Martedì 17 Febbraio 2009

L'allarme della Coldiretti:
«Latte bergamasco addio»

«Presto i cittadini della nostra provincia non potranno più consumare latte bergamasco, ma si troveranno nella condizione di dover portare in tavola un prodotto dalle origini incerte e con una qualità ancora più incerta perchè le nostre aziende sono in ginocchio e non possono più continuare così».
E’ questo il drammatico allarme lanciato dal presidente della Coldiretti bergamasca Giancarlo Colombi, un timore che dà voce alle difficoltà delle numerose aziende zootecniche che ormai sono sull’orlo di una crisi irreversibile.
«Il settore lattiero caseario in questi giorni non si sta confrontando solo con il problema delle quote latte, ma anche con le scelte inaccettabili degli industriali e della grande distribuzione che stanno letteralmente “strozzando” gli allevatori. Solo se verrà garantita una remunerazione equa ai produttori - dichiara con fermezza Colombi - un comparto strategico per l’intera economia provinciale potrà avere ancora delle prospettive: il rischio è che centinaia di stalle scompaiano nel giro di pochi mesi».
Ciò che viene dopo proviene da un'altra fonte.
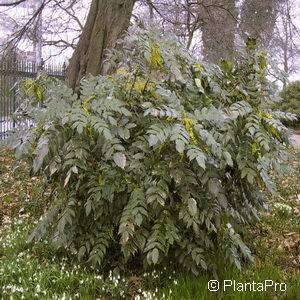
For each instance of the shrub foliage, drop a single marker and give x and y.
(162, 162)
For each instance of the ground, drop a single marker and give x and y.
(30, 271)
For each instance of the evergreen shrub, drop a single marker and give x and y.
(162, 162)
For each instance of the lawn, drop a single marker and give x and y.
(31, 271)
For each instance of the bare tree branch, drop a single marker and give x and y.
(12, 3)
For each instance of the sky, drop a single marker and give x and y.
(68, 34)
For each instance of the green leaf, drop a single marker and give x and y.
(214, 186)
(179, 144)
(228, 158)
(192, 206)
(155, 255)
(120, 159)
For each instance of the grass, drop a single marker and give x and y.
(39, 271)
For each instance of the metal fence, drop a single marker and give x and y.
(12, 72)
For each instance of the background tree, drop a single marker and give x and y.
(106, 21)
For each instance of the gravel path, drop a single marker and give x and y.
(296, 140)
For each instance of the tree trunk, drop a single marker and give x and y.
(106, 21)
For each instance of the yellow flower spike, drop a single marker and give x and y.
(189, 124)
(127, 180)
(156, 60)
(181, 156)
(121, 72)
(267, 115)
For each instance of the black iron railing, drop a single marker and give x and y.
(12, 72)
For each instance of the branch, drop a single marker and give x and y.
(12, 3)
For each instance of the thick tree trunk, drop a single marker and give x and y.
(106, 21)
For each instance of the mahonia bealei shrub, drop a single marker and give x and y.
(162, 162)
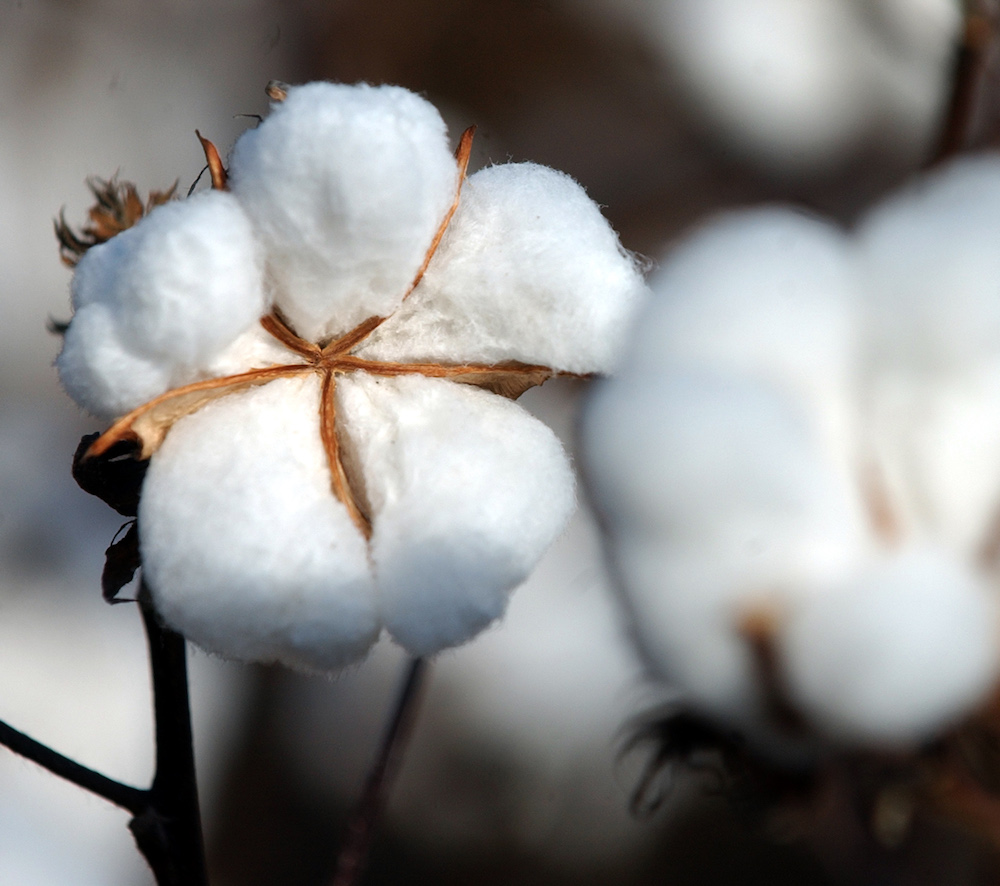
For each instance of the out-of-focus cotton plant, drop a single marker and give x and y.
(801, 85)
(799, 466)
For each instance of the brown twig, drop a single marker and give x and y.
(361, 828)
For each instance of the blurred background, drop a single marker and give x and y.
(665, 110)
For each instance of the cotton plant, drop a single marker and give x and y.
(800, 86)
(307, 375)
(798, 467)
(319, 361)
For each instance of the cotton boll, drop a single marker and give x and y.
(931, 260)
(902, 650)
(720, 505)
(466, 490)
(346, 186)
(528, 270)
(102, 375)
(781, 76)
(182, 283)
(768, 293)
(244, 547)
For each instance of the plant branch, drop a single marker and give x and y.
(168, 831)
(130, 798)
(361, 828)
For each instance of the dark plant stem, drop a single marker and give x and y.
(168, 832)
(364, 820)
(166, 821)
(967, 78)
(132, 799)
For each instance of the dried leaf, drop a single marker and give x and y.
(115, 478)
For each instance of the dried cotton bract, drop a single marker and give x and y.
(312, 359)
(799, 466)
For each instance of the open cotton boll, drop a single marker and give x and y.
(904, 648)
(931, 262)
(467, 491)
(99, 373)
(244, 548)
(720, 505)
(346, 186)
(769, 293)
(528, 270)
(183, 283)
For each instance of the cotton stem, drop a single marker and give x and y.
(361, 828)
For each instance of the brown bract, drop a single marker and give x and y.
(118, 207)
(148, 424)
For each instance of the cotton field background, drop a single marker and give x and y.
(665, 111)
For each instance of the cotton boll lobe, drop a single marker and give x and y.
(102, 375)
(528, 270)
(719, 503)
(467, 491)
(185, 281)
(244, 547)
(904, 648)
(346, 186)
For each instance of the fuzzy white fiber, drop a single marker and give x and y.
(528, 270)
(346, 186)
(806, 431)
(244, 546)
(336, 198)
(467, 492)
(155, 304)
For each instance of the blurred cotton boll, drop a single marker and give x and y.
(797, 467)
(800, 85)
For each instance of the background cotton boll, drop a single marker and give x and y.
(99, 373)
(467, 492)
(770, 293)
(800, 86)
(720, 504)
(346, 186)
(931, 259)
(897, 653)
(528, 270)
(246, 550)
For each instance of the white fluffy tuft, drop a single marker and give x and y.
(346, 186)
(171, 293)
(902, 650)
(467, 492)
(528, 270)
(244, 547)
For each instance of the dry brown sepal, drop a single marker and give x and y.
(117, 207)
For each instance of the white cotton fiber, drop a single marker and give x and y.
(931, 259)
(244, 546)
(467, 491)
(155, 304)
(102, 375)
(769, 294)
(346, 186)
(719, 504)
(898, 653)
(528, 270)
(182, 283)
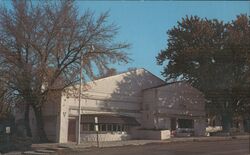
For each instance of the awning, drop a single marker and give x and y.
(109, 119)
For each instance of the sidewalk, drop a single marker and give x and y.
(55, 148)
(136, 142)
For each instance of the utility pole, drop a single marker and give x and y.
(79, 105)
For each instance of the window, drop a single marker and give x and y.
(118, 127)
(103, 127)
(185, 123)
(114, 127)
(85, 127)
(91, 127)
(109, 127)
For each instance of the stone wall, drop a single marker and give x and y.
(152, 134)
(109, 136)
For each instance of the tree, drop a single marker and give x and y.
(42, 45)
(214, 57)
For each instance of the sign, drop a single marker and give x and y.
(7, 130)
(96, 124)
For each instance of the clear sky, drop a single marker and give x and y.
(144, 24)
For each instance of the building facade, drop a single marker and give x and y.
(131, 105)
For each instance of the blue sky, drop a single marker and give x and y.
(144, 23)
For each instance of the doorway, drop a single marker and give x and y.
(72, 130)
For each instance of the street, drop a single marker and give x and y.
(234, 147)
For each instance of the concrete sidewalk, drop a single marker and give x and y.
(55, 148)
(135, 142)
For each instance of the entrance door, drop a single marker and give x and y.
(72, 130)
(173, 124)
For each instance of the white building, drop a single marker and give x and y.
(131, 105)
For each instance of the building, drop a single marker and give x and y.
(130, 105)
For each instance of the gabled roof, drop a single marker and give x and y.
(127, 72)
(169, 83)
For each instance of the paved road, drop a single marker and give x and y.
(234, 147)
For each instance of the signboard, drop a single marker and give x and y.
(96, 124)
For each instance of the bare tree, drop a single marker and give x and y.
(41, 46)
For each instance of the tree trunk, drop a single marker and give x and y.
(226, 122)
(27, 120)
(40, 124)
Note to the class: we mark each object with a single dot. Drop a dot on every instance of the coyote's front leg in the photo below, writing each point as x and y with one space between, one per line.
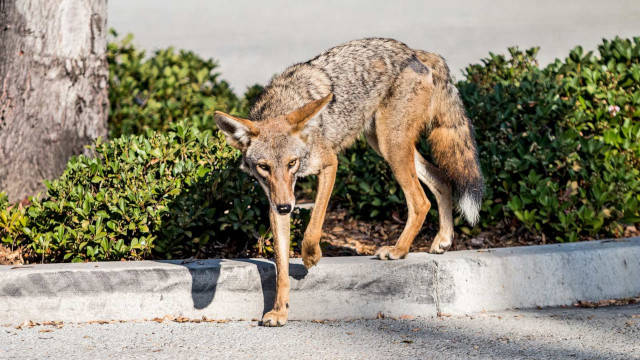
311 252
280 226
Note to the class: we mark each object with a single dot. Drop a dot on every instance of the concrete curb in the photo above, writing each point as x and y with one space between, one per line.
338 288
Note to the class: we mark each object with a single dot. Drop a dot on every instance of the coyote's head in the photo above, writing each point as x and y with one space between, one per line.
274 150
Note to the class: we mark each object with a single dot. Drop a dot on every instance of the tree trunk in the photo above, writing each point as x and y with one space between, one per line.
53 87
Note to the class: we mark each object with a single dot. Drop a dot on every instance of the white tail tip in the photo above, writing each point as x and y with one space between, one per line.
470 208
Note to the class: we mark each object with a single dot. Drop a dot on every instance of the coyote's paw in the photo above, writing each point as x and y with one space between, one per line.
440 244
274 318
311 254
391 253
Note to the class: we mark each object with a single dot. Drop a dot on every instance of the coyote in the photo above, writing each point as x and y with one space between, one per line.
377 87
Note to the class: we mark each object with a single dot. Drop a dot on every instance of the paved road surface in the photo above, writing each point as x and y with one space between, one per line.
255 39
572 333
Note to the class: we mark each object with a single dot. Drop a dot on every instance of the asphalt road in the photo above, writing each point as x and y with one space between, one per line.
571 333
253 40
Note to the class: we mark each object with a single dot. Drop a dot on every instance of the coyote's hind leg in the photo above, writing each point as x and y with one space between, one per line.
441 189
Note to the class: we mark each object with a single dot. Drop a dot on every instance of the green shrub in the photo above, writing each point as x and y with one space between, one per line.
151 93
168 195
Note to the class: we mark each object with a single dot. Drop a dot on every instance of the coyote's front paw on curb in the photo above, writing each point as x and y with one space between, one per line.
390 253
274 318
311 254
440 244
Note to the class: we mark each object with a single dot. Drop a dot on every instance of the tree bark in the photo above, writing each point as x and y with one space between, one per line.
53 87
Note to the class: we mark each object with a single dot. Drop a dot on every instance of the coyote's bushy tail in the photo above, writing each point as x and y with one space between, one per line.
453 146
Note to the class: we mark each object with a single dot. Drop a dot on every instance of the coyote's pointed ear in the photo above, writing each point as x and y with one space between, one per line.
299 117
237 130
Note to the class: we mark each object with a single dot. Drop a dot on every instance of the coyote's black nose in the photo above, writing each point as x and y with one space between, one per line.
284 209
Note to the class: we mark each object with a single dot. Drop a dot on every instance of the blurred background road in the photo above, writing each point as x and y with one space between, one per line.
253 40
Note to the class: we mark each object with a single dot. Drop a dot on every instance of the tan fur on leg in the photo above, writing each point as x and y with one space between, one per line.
311 252
441 189
280 226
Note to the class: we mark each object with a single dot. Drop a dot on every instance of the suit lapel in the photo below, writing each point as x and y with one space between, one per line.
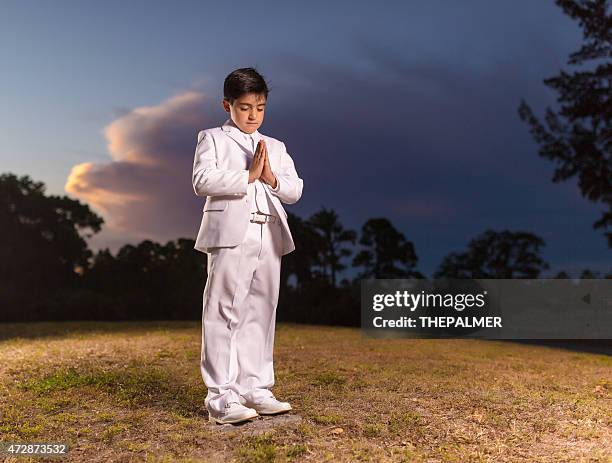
236 134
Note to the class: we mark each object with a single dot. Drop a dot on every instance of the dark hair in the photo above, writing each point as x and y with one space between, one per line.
241 81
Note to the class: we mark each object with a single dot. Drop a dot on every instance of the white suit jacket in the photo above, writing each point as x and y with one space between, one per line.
221 173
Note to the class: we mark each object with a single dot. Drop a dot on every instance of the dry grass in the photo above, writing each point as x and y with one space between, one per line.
133 392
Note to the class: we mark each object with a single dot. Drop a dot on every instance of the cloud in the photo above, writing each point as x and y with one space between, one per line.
145 190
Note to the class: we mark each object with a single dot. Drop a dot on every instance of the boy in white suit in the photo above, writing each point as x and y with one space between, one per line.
244 231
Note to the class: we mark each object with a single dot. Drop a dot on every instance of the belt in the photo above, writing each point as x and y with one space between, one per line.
260 217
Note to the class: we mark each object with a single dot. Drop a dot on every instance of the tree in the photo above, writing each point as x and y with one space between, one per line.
333 236
304 258
579 135
496 255
41 245
387 253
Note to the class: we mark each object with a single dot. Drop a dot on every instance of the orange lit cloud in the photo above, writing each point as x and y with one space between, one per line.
145 191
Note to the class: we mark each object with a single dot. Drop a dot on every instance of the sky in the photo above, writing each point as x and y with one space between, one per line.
404 110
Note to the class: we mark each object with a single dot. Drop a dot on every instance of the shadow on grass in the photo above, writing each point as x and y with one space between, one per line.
132 386
593 346
71 328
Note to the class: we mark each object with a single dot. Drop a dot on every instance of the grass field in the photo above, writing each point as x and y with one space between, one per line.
133 392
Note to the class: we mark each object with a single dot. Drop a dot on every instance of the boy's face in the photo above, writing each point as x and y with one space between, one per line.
247 112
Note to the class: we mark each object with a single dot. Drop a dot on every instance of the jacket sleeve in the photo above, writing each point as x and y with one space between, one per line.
207 179
289 184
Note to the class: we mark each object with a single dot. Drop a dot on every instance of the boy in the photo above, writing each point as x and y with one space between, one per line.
244 232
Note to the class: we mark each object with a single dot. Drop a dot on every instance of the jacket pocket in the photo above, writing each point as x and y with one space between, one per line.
215 205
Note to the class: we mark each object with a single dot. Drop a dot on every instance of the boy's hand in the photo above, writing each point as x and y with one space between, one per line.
258 162
266 174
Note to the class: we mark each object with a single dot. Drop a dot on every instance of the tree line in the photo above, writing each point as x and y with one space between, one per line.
49 273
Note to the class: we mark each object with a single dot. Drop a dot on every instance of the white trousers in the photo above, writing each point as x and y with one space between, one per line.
239 316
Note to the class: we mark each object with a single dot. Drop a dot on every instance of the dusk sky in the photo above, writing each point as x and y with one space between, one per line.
404 110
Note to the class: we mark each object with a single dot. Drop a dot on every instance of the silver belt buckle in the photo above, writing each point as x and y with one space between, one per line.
258 218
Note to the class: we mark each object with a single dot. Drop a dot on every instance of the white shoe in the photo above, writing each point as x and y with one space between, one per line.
234 413
267 406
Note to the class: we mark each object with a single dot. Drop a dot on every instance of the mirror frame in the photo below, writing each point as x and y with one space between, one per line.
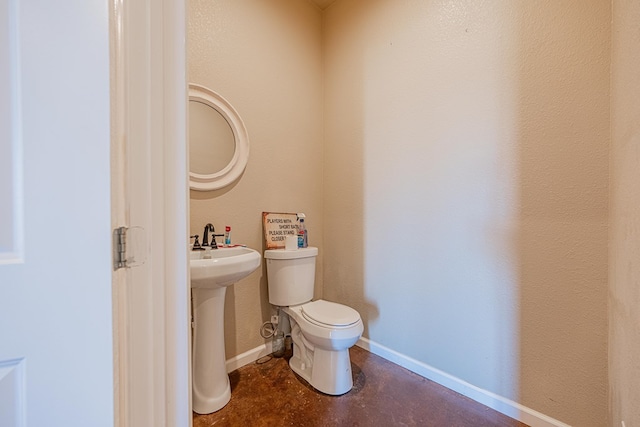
235 168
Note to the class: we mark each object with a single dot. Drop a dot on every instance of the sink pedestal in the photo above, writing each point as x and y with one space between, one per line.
211 388
211 273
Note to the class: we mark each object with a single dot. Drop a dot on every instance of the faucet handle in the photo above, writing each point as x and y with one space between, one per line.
214 244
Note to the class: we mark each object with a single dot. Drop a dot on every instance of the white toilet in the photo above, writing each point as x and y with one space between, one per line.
322 331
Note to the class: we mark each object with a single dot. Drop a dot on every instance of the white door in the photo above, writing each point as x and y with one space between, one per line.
151 298
56 347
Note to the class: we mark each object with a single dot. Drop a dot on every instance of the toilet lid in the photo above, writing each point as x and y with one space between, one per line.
330 313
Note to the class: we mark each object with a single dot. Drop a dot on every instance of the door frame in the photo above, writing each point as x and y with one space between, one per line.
163 59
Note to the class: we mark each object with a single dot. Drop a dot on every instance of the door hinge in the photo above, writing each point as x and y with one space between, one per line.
120 248
129 247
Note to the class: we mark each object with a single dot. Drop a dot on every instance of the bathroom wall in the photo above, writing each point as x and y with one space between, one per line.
466 190
265 58
624 254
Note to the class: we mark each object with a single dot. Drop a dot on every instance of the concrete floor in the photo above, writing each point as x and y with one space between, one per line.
269 393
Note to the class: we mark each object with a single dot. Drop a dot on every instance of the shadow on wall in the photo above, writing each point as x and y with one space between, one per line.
563 133
466 191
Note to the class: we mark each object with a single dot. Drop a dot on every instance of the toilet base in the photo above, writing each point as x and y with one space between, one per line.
328 372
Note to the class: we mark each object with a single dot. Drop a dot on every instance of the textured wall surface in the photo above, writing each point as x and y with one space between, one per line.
624 273
466 175
456 180
265 59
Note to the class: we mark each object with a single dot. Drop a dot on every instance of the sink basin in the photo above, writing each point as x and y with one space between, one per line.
212 271
224 267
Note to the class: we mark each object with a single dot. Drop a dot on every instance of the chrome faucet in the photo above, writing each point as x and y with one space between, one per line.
205 236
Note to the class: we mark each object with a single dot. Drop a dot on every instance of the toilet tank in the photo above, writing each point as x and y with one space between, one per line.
291 275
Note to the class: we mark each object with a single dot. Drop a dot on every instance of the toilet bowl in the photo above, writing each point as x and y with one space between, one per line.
322 331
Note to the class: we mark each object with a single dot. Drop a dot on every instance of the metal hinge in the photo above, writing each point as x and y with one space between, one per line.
128 247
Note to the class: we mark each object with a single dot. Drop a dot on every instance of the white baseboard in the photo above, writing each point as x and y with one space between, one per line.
487 398
248 357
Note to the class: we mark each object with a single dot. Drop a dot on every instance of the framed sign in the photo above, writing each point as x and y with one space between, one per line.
277 226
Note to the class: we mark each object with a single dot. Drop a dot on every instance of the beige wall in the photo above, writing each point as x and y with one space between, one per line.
466 172
624 255
264 57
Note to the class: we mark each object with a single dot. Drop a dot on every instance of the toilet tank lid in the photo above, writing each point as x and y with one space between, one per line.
294 254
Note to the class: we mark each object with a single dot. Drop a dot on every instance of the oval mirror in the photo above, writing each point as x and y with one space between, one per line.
218 140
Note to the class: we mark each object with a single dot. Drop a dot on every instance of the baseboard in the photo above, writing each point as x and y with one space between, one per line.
248 357
487 398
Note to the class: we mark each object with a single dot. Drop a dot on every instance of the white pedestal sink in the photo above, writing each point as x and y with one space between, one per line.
209 280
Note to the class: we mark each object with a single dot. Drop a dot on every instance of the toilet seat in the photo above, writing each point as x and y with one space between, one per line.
329 314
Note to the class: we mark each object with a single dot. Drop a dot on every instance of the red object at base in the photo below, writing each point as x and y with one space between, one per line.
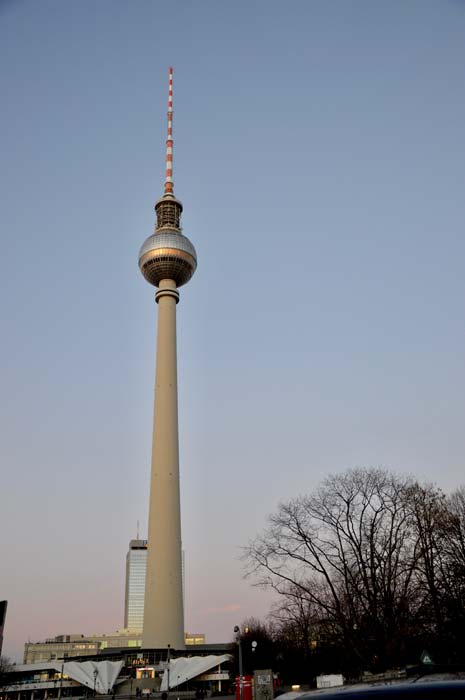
247 684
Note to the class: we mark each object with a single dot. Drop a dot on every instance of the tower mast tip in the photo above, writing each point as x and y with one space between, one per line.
169 139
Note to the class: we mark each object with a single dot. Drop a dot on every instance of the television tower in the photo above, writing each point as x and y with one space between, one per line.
167 260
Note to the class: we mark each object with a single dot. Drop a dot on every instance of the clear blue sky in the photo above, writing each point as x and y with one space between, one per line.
319 155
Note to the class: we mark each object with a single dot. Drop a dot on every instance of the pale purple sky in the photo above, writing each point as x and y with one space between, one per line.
319 155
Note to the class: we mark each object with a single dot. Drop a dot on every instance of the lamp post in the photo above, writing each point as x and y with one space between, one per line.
60 692
237 632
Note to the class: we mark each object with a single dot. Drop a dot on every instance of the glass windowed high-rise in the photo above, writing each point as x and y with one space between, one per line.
136 565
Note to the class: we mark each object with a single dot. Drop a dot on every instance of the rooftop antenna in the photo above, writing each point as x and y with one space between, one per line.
169 140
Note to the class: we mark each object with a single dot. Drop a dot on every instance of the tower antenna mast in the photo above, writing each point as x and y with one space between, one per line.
169 139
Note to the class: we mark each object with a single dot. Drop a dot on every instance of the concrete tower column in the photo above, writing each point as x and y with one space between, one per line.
167 259
163 608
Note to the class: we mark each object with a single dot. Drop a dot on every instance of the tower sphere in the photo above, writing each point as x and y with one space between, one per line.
167 254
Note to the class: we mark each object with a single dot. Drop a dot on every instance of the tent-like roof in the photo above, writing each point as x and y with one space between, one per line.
99 674
186 668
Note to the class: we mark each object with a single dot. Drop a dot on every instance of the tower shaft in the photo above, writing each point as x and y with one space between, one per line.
163 607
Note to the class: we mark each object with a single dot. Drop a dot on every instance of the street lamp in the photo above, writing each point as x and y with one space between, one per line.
168 666
237 632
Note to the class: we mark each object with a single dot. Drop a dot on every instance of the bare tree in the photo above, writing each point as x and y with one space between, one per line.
350 550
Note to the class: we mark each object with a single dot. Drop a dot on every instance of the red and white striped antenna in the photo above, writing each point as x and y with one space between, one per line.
169 140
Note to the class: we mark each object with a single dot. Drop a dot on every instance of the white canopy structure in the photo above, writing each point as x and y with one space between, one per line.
100 675
185 668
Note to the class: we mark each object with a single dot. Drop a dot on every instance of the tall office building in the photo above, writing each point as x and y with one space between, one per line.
167 260
136 564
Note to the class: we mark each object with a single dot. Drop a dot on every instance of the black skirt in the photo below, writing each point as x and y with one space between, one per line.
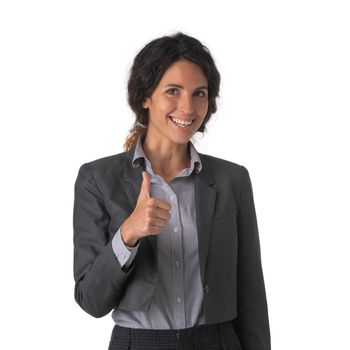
220 336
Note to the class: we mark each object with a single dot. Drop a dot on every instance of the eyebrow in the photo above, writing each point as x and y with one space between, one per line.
181 87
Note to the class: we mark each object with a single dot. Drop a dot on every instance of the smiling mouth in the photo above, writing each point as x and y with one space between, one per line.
182 124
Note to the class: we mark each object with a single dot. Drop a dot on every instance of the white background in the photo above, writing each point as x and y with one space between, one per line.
283 113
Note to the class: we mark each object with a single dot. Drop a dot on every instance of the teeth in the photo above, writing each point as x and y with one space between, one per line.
180 122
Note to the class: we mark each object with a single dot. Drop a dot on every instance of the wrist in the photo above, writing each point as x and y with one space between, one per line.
127 236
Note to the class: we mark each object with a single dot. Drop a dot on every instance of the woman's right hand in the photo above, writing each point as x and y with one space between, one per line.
148 218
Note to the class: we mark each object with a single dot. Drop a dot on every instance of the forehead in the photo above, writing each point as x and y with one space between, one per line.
184 71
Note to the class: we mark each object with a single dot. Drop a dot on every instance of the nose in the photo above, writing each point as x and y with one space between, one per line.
186 104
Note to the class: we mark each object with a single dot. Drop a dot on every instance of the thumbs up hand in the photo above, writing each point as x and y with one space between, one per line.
148 218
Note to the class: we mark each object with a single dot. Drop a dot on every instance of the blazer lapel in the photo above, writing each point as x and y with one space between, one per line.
205 198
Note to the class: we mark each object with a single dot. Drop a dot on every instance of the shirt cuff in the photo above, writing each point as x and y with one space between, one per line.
123 253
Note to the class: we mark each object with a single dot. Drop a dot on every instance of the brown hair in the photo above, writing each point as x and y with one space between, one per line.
150 65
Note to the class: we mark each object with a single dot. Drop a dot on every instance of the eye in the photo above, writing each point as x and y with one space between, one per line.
200 93
172 91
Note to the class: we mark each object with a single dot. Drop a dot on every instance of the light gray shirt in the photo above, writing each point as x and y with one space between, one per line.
178 298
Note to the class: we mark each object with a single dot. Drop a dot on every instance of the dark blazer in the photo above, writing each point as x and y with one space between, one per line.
106 192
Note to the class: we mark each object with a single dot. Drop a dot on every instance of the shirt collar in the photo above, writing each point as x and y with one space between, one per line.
139 155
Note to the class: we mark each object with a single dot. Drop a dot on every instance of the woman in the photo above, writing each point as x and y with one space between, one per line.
165 236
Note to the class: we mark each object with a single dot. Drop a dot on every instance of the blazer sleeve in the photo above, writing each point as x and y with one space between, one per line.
99 278
252 321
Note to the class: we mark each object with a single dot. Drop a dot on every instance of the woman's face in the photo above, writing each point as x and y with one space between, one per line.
182 93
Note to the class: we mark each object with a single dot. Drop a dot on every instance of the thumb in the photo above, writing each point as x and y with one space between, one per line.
145 191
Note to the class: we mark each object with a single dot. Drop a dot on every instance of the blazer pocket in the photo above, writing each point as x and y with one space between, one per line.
224 215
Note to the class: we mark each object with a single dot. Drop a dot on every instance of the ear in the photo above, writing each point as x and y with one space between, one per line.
146 103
«Già ora le aziende sono fuori mercato. Mediamente infatti per produrre un litro di latte spendono 0, 37 euro mentre dalle industrie di trasformazione ne percepiscono solo 0,33 euro. Ormai è solo questione di giorni e la tensione è alle stelle. Nel definire il quadro della situazione, il presidente della Coldiretti bergamasca non sottolinea solo la gravità di quanto sta accadendo, ma invita i consumatori a non sottovalutare il problema, perchè interessa direttamente anche loro.
«Presto il latte bergamasco sarà solo un ricordo e con la scomparsa delle aziende agricole il nostro territorio verrà completamente stravolto. Il prezzo di un litro di latte alla stalla continua a diminuire, sugli scaffali invece non viene mai ribassato e oggi mediamente viene venduto a 1, 60 euro al litro. L’enorme divario tra il prezzo alla stalla e quello al consumo è assolutamente intollerabile. Invito i consumatori anche a verificare la provenienza del latte utilizzato per produrre i formaggi che portano in tavola: avranno sicuramente spiacevoli sorprese. E’ giusto che sappiano che in molti casi i prodotti presentati come bergamaschi o italiani in realtà sono a base di latte proveniente dall’estero, che spesso ha solo il pregio di costare poco, indipendentemente dalla sua qualità e dalla sua sicurezza».

La questione è stata affrontata anche dalla Coldiretti Lombardia, con un gruppo di lavoro composto da dirigenti regionali e provinciali. Per il Presidente di Coldiretti Lombardia Nino Andena «l’attuale situazione dei prezzi di mercato alla stalla, in parallelo agli alti costi di produzione, risulta insostenibile per le imprese agricole, determinando una situazione che può diventare davvero drammatica. Urgono, quindi, azioni concrete per salvaguardarne il futuro, allargando anche all’agricoltura le disposizioni del recente decreto competitività predisposto dal Governo per sostenere i settori economici in crisi, cosa di cui dovrebbe farsi immediatamente carico il Ministro Zaia».